9. Security Model (Guild-Adapted)

9.1 Threat Model

threats:
  external_pressure:
    mitigation:
      Refusal records on L1 require 2/3 authority consensus to modify.
      Authority nodes are Raspberry Pis in guild members' homes.

  insider_attack:
    mitigation:
      L1 writes require authority consensus.
      History is append-only.
      Audit agent monitors anomalous access patterns.

  sybil_membership:
    mitigation:
      All members must pass ELIZA vetting.
      GLD is earned through participation, not purchased.

  chain_split:
    mitigation:
      If a faction disagrees fundamentally, they should be able to fork.
      The refusal register persists on both chains.

  quantum_threat:
    mitigation:
      Migration path to post-quantum signatures when tooling matures.

9.2 Privacy Model

principle:
  The chain stores PROOF that things happened, not the things themselves.
  Vetting transcripts, personal details, and sensitive evidence
  are stored off-chain. The chain stores hashes, timestamps, and outcomes.

anonymization:
  members: Identified by hash of (name + salt)
  organizations: Identified by hash
  refusals: Professional identity encrypted with committee key

10. Integration Points

10.1 ELIZA -> Chain

flow:
  1. Candidate starts vetting -> VettingSession.StartSession() on L2
  2. ELIZA runs locally
  3. Session completes -> VettingSession.CompleteSession() on L2
  4. If PASS -> checkpointed to L1, seal issued on-chain
  5. Candidate receives seal as signed JSON blob with session hash,
     chain, block, timestamp, model, and verify URL.

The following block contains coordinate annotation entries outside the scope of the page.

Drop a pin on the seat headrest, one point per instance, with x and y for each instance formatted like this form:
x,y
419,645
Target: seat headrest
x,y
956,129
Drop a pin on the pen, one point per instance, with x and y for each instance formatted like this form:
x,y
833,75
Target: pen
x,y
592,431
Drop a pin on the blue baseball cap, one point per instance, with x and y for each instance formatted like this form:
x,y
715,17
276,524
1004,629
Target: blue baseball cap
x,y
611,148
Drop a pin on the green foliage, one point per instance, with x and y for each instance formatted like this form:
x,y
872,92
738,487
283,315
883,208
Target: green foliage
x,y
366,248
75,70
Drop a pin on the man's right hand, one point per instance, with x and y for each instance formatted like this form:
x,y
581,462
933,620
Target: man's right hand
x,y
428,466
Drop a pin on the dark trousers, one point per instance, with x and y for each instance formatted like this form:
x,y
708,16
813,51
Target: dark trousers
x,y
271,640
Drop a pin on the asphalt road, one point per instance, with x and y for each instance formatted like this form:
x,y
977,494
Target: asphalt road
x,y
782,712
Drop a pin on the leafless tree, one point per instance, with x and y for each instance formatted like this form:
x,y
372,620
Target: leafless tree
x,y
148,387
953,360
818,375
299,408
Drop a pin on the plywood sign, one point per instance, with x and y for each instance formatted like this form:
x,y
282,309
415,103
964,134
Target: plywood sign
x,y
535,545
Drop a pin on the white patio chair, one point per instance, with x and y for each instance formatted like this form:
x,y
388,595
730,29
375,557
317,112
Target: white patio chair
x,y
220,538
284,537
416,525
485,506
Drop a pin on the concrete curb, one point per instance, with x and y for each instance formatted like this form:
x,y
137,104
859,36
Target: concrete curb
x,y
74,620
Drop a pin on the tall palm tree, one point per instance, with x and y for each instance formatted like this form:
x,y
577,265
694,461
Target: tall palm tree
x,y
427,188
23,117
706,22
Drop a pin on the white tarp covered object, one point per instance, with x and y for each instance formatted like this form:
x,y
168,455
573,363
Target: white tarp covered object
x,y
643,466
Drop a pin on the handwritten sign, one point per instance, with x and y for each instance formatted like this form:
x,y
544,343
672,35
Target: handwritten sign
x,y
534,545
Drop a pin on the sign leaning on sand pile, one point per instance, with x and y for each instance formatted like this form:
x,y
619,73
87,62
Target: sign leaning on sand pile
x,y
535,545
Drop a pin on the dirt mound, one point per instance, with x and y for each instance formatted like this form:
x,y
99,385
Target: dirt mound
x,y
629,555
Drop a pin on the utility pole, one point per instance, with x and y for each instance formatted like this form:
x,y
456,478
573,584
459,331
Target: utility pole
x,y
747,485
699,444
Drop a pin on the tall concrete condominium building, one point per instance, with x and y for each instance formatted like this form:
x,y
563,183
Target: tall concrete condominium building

10.2 PackML Dashboard -> Chain

flow:
  The Guild Ops PackML dashboard reads state directly from L2.
  Every PackML state transition is an L2 transaction.
  Multiple dashboards can exist and all show the same state
  because they all read the same chain.

10.3 GitHub Integration

flow:
  1. Author submits PR to guild GitHub repo
  2. Review process runs (UNIT_03 on-chain)
  3. PR merged -> GitHub Action computes document hash
  4. Hash written to L1 via PublishingContract
  5. Document is now permanently linked: GitHub for content, chain for proof

11. Roadmap

phase_1_spec:
  when: Q2 2026
  deliverables:
    - This specification document
    - GuildC contract definitions
    - Node software architecture
    - Community review period

phase_2_prototype:
  when: Q3 2026
  deliverables:
    - L1 authority chain
    - Core contracts
    - 5-node testnet
    - Basic chain explorer

phase_3_integration:
  when: Q4 2026
  deliverables:
    - L2 operations chain
    - ELIZA integration
    - PackML dashboard from chain
    - Seal verification endpoint
    - GitHub Actions integration

phase_4_mainnet:
  when: Q1 2027
  deliverables:
    - Mainnet launch
    - First on-chain vettings
    - First on-chain certifications
    - GLD distribution to founding members

12. The Point

The ACG Manifesto's Principle 6, the Right and Duty to Refuse, is only as strong as the register that protects it. A database controlled by one organization can be altered, deleted, or "accidentally lost." A blockchain run by guild members on Raspberry Pis in their homes cannot.

ACG-KCC is not a cryptocurrency project. There is no ICO, no exchange listing, and no speculative value. GLD tokens have zero monetary value by design. They are governance weight, not money.

This is infrastructure for professional ethics. The chain exists to make one guarantee: if you refuse to build something unsafe, your refusal will be recorded, protected, and permanent.